The 2013 Southeastern Conference women's basketball tournament was the postseason women's basketball tournament for the Southeastern Conference held from March 6 to 10, 2013 in Duluth, Georgia at the Arena at Gwinnett Center. The first and second rounds and the quarterfinal round was televised through FSS and SPSO, and the semifinals and finals was broadcast nationally on ESPNU and ESPN2.

Format
With the addition of Missouri and Texas A&M to the league, the tournament likewise expanded to 14 teams.

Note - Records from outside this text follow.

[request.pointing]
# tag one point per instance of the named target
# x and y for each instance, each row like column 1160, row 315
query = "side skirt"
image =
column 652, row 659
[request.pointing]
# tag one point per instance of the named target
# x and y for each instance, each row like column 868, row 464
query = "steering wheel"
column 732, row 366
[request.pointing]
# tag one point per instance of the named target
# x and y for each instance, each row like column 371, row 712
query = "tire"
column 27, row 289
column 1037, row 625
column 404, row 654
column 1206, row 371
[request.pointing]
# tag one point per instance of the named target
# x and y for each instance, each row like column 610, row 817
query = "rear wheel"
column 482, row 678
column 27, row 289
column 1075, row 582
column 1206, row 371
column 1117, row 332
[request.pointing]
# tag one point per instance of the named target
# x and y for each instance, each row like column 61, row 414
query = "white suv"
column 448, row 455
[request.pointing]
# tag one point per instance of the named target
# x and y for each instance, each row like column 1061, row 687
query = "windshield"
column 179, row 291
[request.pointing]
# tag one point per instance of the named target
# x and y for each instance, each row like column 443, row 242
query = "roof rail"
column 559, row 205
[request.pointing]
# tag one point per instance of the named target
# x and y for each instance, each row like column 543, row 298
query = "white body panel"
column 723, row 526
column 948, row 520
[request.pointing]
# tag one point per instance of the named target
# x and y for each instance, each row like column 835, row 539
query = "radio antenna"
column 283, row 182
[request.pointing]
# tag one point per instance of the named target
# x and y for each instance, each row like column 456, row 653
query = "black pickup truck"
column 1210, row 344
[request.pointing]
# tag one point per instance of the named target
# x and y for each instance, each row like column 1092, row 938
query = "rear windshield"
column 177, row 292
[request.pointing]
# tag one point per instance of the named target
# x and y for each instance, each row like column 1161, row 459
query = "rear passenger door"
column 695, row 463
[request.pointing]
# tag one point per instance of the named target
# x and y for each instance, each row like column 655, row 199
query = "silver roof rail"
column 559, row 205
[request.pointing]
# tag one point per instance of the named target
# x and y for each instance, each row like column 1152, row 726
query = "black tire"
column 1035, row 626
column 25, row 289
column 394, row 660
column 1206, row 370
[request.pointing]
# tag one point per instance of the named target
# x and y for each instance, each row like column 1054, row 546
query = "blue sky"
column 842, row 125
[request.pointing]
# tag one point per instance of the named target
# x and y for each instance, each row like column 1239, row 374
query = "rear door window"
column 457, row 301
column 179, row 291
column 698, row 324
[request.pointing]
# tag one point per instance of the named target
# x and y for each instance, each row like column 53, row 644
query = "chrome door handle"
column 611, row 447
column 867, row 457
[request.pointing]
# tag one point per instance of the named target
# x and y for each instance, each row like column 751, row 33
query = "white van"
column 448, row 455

As in previous years, the top four teams received byes to the quarterfinals; these byes became double-byes with the addition of a new round featuring the four lowest seeds (11 through 14; seeds 5 through 10 receive a single bye into the second round).  After these matchups on the first day, the rest of the tournament proceeded as in previous years, with the 11/14 and 12/13 winners facing, respectively, seeds 6 and 5, and seeds 7 & 10 and 8 & 9 also squaring off in the second round.  The four winners on the second day joined the top four seeds in the quarterfinals.

This year, Ole Miss chose to self-impose a post-season ban, so the teams were seeded 1–13, and the 11 seed received a single-bye.

Schedule

Bracket

References

SEC
SEC women's basketball tournament
2013 in sports in Georgia (U.S. state)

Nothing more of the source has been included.